Thank you for sharing your experiences Sophia, Marta and Sian.
I can really relate to your experiences of the lightbulb moment!And how empowering to feel the big bad monster that we would perhaps go to great lengths to avoid facing can actually be something much smaller and more manageable.. Are you all finding that you have so much more headspace now that you are not spending so much time and energy either feeding or avoiding addictive desire? I know it’s early days but it’s definitely a non-weight outcome that I am really happy with.
Marta, I too stopped in my tracks to take in that particular idea of using the prefrontal cortex this way, I don’t think I’ll ever forget the moment I heard it!
Sian – Thank you for mentioning the Marc Lewis video I will try to look it up online.

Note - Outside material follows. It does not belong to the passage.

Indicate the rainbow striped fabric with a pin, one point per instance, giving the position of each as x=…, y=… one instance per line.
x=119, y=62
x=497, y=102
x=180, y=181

Sophia – I am also enjoying taking opportunities to practice talking to my addictive desire. It’s becoming quite fun really – tempting it out from hiding, and then talking to it and watching it shrink – all while embracing freedom of choice. A good use of lockdown time I think 🙂
Gillian – Thank you for pointing out that it might not be a short lived experience for everyone. I have been doing this since Sunday evening and the first day or two it wasn’t easy at all, it was pretty challenging. I felt like I was having an internal tug of war, and I think the first time I did it the process kept coming and going throughout the evening so it was on and off for a couple of hours perhaps. I am finding the experience is becoming shorter each day, and today each time I’ve dealt with addictive desire it has been just a minute or two so far, like Marta described. I wonder if it will continue like this or if it will sometimes take me by surprise and be much stronger? I suppose I can only wait and see!